What the Rust port lets us do that Python doesn't¶

Single binary that ships without an interpreter. Easier to install, fewer ways to break.
No GIL constraints on concurrent MCP + HTTP fan-out under load.
Direct integration with cosmic-fabric's Rust panel without a process boundary (could be library use or subprocess, but the option exists).
Smaller resident memory for a long-running router.

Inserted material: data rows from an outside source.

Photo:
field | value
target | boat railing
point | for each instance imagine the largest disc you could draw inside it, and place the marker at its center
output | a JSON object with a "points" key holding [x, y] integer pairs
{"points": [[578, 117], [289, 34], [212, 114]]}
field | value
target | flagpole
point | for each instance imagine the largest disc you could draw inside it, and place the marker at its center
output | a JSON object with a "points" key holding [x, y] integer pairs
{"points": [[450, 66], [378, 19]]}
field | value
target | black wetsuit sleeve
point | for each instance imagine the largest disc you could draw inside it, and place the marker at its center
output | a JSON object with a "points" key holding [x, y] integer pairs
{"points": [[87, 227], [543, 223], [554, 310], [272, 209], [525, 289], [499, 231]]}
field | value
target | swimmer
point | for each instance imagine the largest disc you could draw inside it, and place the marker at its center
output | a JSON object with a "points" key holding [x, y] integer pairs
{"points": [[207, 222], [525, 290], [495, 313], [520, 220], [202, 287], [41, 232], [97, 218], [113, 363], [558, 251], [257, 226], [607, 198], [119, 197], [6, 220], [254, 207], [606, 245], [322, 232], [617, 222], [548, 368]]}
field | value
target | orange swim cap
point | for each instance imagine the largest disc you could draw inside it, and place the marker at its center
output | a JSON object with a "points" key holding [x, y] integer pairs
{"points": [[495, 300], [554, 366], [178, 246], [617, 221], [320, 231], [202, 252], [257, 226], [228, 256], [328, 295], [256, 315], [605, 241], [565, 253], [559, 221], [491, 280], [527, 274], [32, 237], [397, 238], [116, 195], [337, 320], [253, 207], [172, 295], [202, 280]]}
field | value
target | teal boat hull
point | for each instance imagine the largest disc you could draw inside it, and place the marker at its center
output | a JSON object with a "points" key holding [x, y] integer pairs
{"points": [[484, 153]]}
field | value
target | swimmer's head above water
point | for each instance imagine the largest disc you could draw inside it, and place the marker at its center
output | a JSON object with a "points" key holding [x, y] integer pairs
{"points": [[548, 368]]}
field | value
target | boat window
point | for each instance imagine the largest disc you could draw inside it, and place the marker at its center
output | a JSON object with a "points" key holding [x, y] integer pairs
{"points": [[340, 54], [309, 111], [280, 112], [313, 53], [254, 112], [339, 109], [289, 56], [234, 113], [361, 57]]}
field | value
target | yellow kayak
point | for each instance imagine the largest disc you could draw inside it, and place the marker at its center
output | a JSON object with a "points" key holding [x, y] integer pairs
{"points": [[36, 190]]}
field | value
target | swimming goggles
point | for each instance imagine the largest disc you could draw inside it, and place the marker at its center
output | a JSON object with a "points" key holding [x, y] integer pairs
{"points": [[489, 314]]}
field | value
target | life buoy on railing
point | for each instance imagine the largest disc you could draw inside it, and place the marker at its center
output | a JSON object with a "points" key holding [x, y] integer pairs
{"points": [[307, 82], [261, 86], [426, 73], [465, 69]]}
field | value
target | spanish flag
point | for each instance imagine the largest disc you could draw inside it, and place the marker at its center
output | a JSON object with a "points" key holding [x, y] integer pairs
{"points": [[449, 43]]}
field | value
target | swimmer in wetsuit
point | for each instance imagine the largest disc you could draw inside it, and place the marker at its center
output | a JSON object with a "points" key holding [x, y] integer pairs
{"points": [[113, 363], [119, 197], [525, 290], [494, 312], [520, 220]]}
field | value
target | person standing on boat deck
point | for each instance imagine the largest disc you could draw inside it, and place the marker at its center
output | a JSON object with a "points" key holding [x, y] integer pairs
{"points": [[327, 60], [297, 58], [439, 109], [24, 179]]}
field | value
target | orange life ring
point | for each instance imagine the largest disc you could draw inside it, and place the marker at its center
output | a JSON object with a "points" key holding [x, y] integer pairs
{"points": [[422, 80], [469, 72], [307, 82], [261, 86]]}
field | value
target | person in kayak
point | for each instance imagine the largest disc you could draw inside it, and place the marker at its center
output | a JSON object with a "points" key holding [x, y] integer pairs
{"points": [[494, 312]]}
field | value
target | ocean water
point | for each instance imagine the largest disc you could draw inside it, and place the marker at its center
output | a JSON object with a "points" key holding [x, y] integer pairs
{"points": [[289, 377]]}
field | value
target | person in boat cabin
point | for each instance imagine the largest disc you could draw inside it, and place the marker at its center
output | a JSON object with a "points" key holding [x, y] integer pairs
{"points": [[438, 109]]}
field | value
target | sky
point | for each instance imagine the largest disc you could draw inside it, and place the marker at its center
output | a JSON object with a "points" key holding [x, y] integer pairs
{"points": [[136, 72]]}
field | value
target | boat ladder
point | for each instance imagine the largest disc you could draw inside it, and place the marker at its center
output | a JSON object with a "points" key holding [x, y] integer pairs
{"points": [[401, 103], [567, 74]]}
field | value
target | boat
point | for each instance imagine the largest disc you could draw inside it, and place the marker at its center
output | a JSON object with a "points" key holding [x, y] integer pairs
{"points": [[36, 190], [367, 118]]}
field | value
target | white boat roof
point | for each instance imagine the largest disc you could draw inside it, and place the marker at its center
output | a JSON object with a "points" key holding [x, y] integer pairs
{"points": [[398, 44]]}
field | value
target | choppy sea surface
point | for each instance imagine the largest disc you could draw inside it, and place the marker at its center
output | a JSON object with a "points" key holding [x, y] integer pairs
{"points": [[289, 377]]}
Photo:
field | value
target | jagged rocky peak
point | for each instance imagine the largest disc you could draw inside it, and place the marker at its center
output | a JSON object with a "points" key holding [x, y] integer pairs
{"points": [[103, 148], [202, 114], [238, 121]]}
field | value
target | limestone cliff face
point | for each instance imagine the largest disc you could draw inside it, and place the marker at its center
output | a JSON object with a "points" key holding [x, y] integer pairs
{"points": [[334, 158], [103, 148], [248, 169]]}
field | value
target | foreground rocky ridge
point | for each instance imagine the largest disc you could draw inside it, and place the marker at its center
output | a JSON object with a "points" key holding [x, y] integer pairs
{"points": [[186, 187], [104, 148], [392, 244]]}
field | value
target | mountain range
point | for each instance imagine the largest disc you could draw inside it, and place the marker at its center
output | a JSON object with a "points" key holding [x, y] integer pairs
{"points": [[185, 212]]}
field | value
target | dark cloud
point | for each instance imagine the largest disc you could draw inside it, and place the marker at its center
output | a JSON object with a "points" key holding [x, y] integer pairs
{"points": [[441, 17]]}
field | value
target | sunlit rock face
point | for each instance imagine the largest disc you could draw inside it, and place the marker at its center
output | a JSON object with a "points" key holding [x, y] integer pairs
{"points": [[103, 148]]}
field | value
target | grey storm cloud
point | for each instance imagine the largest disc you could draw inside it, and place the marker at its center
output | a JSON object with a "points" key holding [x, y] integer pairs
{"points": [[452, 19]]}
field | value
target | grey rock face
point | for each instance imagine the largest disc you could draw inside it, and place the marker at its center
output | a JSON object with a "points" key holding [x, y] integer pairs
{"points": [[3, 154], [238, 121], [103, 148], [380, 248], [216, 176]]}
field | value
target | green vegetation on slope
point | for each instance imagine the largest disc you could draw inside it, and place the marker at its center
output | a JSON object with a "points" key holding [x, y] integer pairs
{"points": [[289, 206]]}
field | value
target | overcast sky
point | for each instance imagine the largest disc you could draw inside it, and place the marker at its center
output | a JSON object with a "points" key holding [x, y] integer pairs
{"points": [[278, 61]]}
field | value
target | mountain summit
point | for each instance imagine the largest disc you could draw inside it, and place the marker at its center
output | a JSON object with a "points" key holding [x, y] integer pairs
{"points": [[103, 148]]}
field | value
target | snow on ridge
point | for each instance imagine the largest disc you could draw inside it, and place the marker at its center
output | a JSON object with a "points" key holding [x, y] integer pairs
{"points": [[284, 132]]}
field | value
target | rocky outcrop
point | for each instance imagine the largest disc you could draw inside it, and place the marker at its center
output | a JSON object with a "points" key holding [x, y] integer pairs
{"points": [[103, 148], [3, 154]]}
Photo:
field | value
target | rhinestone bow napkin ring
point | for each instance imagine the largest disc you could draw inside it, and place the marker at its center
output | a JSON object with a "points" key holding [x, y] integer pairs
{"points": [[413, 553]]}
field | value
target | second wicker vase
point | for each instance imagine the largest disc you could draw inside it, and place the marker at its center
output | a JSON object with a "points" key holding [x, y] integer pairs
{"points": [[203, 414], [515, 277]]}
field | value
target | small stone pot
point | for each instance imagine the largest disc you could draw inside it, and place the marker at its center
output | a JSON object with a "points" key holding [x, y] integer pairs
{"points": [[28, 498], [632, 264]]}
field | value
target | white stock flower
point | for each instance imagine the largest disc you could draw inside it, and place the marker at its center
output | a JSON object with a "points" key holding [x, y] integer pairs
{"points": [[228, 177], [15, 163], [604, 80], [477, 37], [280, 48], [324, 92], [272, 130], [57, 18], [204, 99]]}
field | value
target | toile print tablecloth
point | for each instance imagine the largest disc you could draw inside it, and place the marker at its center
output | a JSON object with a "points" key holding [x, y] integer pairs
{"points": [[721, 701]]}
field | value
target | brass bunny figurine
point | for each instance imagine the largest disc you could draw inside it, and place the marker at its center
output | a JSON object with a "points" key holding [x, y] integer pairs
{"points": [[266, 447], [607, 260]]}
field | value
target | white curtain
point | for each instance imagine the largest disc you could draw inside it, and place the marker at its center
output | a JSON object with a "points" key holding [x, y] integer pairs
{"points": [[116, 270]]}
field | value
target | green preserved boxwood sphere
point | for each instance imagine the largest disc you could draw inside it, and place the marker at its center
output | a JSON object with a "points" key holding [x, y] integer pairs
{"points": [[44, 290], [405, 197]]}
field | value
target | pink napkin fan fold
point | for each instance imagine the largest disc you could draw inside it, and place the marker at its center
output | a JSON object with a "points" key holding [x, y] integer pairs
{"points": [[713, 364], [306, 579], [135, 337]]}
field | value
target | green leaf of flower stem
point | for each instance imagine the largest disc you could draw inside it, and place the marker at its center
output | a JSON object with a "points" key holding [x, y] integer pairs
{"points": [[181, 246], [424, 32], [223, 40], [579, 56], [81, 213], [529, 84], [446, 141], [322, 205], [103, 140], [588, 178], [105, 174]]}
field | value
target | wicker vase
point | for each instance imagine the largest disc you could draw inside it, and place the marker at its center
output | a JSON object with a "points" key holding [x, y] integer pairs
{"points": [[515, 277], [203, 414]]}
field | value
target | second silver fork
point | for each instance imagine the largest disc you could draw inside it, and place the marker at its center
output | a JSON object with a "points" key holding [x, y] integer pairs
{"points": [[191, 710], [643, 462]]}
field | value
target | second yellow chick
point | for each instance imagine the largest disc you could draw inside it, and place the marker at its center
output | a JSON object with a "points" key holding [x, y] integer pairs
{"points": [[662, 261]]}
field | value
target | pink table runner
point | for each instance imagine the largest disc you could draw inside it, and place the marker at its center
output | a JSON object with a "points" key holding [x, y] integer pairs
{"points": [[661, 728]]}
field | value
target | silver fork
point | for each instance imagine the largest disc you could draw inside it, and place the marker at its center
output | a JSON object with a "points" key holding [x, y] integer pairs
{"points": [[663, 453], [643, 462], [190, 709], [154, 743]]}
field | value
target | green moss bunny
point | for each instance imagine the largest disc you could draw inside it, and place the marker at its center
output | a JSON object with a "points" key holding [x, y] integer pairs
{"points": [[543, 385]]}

Choice of Rust crates (when we get there)¶

axum for the HTTP server (current ecosystem leader; clean async)
reqwest for the OpenAI-compat client (de facto Rust HTTP client)
rmcp for the MCP client (Anthropic's official Rust SDK; pin a version)
tokio for async runtime
serde / serde_json for wire formats
clap for CLI
tracing for structured logs

What the Python prototype contributes to the port¶

A working reference implementation that the Rust code can be tested against (port the smoke tests; require the Rust version to pass the same tests as the Python one)
Concrete shapes for the recipe model, the chat-loop, the binding conventions — the Rust types follow these
Real measurements of where the prototype is slow, so the Rust port targets known pain points
The bundled MCP-hello example stays the same — both Python and Rust routers can use it for smoke tests

The honest principle¶

The Python prototype exists to learn fast. Every additional feature landed in Python that turns out to need a different shape in Rust is wasted work. So:

Don't optimize the Python prototype for performance or production hardening — those investments belong in Rust.
Don't add features to the Python prototype that aren't needed to learn the right shape.
When in doubt about whether a feature is "learning the shape" or "doing production work," choose Rust.

The danger is iterating Python long enough that throwing it away gets emotionally expensive. This doc exists so we don't have that conversation when the time comes — we already had it.